LGMLMay 29, 2019

Intrinsic dimension of data representations in deep neural networks

arXiv:1905.12784v2410 citations
Originality Incremental advance
AI Analysis

This provides insights into the geometric properties of learned representations, which could help understand generalization in neural networks, though it is incremental in nature.

The study investigated the intrinsic dimensionality (ID) of data representations in deep neural networks, finding that ID is much smaller than the layer size, follows a pattern of increase then decrease across layers, and predicts test classification accuracy.

Deep neural networks progressively transform their inputs across multiple processing layers. What are the geometrical properties of the representations learned by these networks? Here we study the intrinsic dimensionality (ID) of data-representations, i.e. the minimal number of parameters needed to describe a representation.

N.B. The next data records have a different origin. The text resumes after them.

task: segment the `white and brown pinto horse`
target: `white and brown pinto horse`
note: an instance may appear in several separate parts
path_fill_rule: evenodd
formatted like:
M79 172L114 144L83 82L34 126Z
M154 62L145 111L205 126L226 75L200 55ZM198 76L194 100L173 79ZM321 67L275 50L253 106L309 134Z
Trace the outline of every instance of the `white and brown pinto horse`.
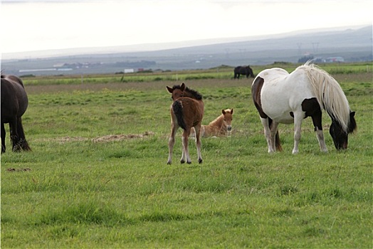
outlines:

We find that, in a trained network, the ID is orders of magnitude smaller than the number of units in each layer. Across layers, the ID first increases and then progressively decreases in the final layers. Remarkably, the ID of the last hidden layer predicts classification accuracy on the test set. These results can neither be found by linear dimensionality estimates (e.g., with principal component analysis), nor in representations that had been artificially linearized. They are neither found in untrained networks, nor in networks that are trained on randomized labels. This suggests that neural networks that can generalize are those that transform the data into low-dimensional, but not necessarily flat manifolds.